En prévision de sa prochaine édition qui se tiendra du 21 au 23 novembre, le forum d’Avignon a produit comme chaque année plusieurs études sur l’économie de la culture, qui donnent quelques repères sur le poids relatif de ses principaux secteurs : cinéma, livre, musique, jeux vidéo.
Résolument optimiste, l’étude du cabinet Kurt Salmon qui appuie le thème central des rencontres de 2013 consacrées aux «pouvoirs de la culture», estime que «les industries culturelles et créatives sont un secteur en expansion», avec une croissance évaluée à 5% par an d’ici 2017. La multiplication des terminaux numériques, les nouvelles formes de diffusion de contenus et la montée des pays émergents font partie des facteurs favorables.
Le chiffre d’affaires mondial du livre est évalué à 150 milliards de dollars, deuxième industrie culturelle après le cinéma (aux environ de 200 milliards de dollars), mais avec la plus faible des perspectives de croissance, à +2% annuels d’ici à 2017, contre +9% pour les jeux vidéo, +5% pour la musique, et +4% pour le cinéma. Ces quatre secteurs totaliseraient 500 milliards de dollars de volume d’affaires en 2017.
Le livre a connu un net recul au cours des dernières années, non en raison du piratage comme dans la musique, mais à cause d’une baisse du lectorat mondial, évaluée à -10% au cours des dix dernières années.
L’équipement en terminaux numériques est considéré comme porteur de développement aussi dans le livre, dont les marges sont considérablement améliorées pour les producteurs sur ce nouveau canal de diffusion. En France, leur part dans le livre numérique atteindrait 48% d’un prix moyen toutefois presque divisé par deux à 5,70 €, contre 30% de part dans le papier pour un prix moyen de 10,90 €. Le cabinet n’indique pas de source précise concernant ces estimations.
Internet abaisse considérablement la barrière à l’entrée du marché pour les créateurs grâce aux diverses plateforme d’auto-édition et d’auto-production, et les consommateurs se montrent réceptifs à l’achat direct auprès des artistes. Pour ces derniers, ces plateformes ne sont toutefois qu’un pis aller, permettant de «pallier l’accès difficile aux majors».
«L’autoproduction au sens large, incluant la diffusion et la distribution, reste donc avant tout un outil permettant de tenter d’intégrer le circuit traditionnel, toujours considéré comme la voie royale permettant d’asseoir sa crédibilité» selon l’analyse de Kurt Salmon. Ce circuit traditionnel est aussi plus sûr sur le plan des revenus.

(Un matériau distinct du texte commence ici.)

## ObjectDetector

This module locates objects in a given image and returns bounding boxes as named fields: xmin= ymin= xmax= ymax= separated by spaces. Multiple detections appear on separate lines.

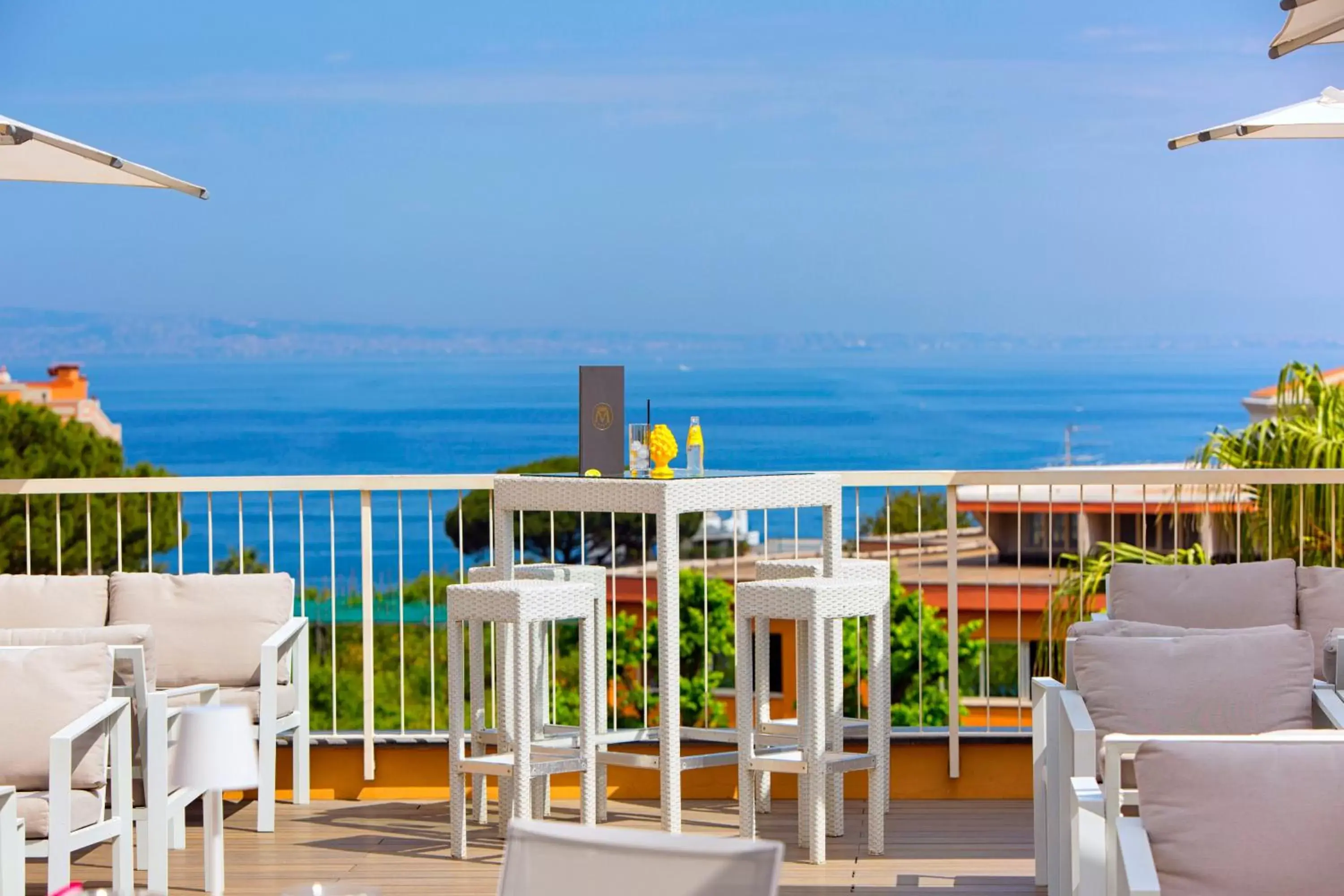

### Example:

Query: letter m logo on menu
xmin=579 ymin=367 xmax=625 ymax=475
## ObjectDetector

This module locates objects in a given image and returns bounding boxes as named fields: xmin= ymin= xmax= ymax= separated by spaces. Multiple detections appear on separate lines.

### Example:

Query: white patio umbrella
xmin=0 ymin=116 xmax=210 ymax=199
xmin=1167 ymin=87 xmax=1344 ymax=149
xmin=1269 ymin=0 xmax=1344 ymax=59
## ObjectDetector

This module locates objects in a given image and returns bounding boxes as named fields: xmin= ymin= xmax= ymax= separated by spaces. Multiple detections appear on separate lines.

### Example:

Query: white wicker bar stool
xmin=466 ymin=563 xmax=607 ymax=833
xmin=737 ymin=577 xmax=891 ymax=865
xmin=754 ymin=557 xmax=891 ymax=837
xmin=448 ymin=579 xmax=598 ymax=858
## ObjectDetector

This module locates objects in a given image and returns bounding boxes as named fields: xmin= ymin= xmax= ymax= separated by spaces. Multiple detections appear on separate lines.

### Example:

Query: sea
xmin=73 ymin=345 xmax=1301 ymax=594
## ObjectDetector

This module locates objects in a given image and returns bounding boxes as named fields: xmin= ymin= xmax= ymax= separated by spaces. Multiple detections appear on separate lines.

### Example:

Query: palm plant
xmin=1196 ymin=362 xmax=1344 ymax=564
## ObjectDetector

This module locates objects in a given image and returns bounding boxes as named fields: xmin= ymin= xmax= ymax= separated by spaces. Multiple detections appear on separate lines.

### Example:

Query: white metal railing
xmin=0 ymin=466 xmax=1344 ymax=778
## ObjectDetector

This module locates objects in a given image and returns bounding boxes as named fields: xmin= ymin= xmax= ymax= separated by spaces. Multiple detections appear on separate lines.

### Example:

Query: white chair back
xmin=499 ymin=819 xmax=784 ymax=896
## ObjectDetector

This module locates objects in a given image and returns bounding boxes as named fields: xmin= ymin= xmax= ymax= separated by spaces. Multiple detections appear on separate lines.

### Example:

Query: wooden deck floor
xmin=50 ymin=801 xmax=1044 ymax=896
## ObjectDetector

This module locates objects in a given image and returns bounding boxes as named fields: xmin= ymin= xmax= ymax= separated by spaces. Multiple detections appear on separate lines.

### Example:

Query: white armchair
xmin=0 ymin=625 xmax=223 ymax=892
xmin=499 ymin=818 xmax=784 ymax=896
xmin=1034 ymin=629 xmax=1344 ymax=896
xmin=108 ymin=572 xmax=309 ymax=846
xmin=0 ymin=645 xmax=134 ymax=893
xmin=1106 ymin=732 xmax=1344 ymax=896
xmin=0 ymin=786 xmax=26 ymax=896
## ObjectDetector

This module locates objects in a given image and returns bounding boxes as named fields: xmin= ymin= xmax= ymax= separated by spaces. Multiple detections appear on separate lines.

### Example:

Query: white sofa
xmin=0 ymin=572 xmax=309 ymax=833
xmin=1046 ymin=626 xmax=1344 ymax=896
xmin=0 ymin=643 xmax=134 ymax=893
xmin=1032 ymin=559 xmax=1344 ymax=895
xmin=0 ymin=625 xmax=223 ymax=892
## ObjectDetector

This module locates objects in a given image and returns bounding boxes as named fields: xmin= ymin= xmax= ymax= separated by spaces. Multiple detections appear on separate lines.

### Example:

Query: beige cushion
xmin=1068 ymin=619 xmax=1293 ymax=638
xmin=168 ymin=684 xmax=298 ymax=721
xmin=1074 ymin=630 xmax=1313 ymax=740
xmin=0 ymin=626 xmax=155 ymax=690
xmin=1321 ymin=629 xmax=1344 ymax=684
xmin=109 ymin=572 xmax=294 ymax=688
xmin=0 ymin=643 xmax=112 ymax=790
xmin=0 ymin=575 xmax=108 ymax=629
xmin=1106 ymin=560 xmax=1297 ymax=629
xmin=16 ymin=790 xmax=102 ymax=840
xmin=1134 ymin=741 xmax=1344 ymax=896
xmin=1297 ymin=567 xmax=1344 ymax=681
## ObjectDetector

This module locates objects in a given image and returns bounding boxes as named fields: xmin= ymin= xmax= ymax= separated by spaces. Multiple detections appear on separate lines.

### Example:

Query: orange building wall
xmin=254 ymin=740 xmax=1031 ymax=801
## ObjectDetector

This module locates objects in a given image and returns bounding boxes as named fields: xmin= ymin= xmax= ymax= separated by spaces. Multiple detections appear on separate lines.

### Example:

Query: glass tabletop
xmin=520 ymin=467 xmax=808 ymax=482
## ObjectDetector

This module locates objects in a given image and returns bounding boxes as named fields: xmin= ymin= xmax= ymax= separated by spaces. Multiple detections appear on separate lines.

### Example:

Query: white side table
xmin=495 ymin=471 xmax=841 ymax=833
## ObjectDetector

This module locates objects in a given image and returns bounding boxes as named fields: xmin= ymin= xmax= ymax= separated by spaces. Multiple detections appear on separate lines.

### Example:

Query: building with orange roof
xmin=1242 ymin=367 xmax=1344 ymax=423
xmin=0 ymin=363 xmax=121 ymax=445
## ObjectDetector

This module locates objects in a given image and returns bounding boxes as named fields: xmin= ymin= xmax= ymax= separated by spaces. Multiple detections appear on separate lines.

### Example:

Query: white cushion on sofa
xmin=0 ymin=575 xmax=108 ymax=629
xmin=0 ymin=643 xmax=112 ymax=790
xmin=109 ymin=572 xmax=294 ymax=688
xmin=1106 ymin=559 xmax=1297 ymax=629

En auto-édition, «le revenu moyen total par livre ne dépasserait pas les 25 $», selon une estimation basée sur les données publiées par lulu.com pour les années 2001-2011.
Les équilibres sur ce point ne sont pas fondamentalement remis en cause : «celui qui détiendra le pouvoir demain sera toujours celui qui offre de la visibilité à l’artiste», c’est-à-dire l’éditeur dans la chaîne du livre.
Le sort de la librairie apparaît malencontreusement assombri, en raison d’une confusion avec les distributeurs de presse : l’étude affirme que «1 100 libraires ont fermé en France entre 2010 et 2012», un chiffre qui concerne les kiosquiers plus que les librairies spécialisées dans le livre.
Le pouvoir des consommateurs, exercé via les réseaux sociaux ou récupéré par leur intermédiaire, semble aussi émerger plus lentement en France. 58% des Français interrogés dans le cadre d’un sondage réalisé pour cette analyse disent ne pas avoir l’intention ou ne pas voir l’intérêt d’exprimer leur avis sur un auteur ou une oeuvre via un de ces réseaux, manifestant la distance la plus grande, comparativement aux consommateurs des autres pays (Chine, Etats-Unis et Inde).
Le risque vient des quasi monopoles qui se sont installés dans la distribution numérique. Kurt Salmon plaide pour un rééquilibrage des pouvoirs, passant par l’harmonisation des cadres fiscaux européens, l’émergence d’un distributeur pan-européen, et d’un tiers de confiance qui garantirait la transparence sur les données de ventes et d’utilisation de contenus sur ces plateformes.
L’étude en appelle au rôle régulateur des pouvoirs publics, qui ont aussi intérêt à disposer d’une industrie créative dynamique en raison du pouvoir d’influence (soft power) qu’elle permet d’exercer. En la matière, les Etats-Unis raflent toujours la mise, via leurs exporations dans tous les secteurs de la culture, que la France tente de contenir via sa défense de l’exception culturelle.
Laboratoire de réflexion sur l’économie de la culture, le forum d’Avignon produit pour chacune de ses rencontres des études thématiques à l’appui des rencontres organisées une fois par an, ponctuées de manifestations intermédiaires.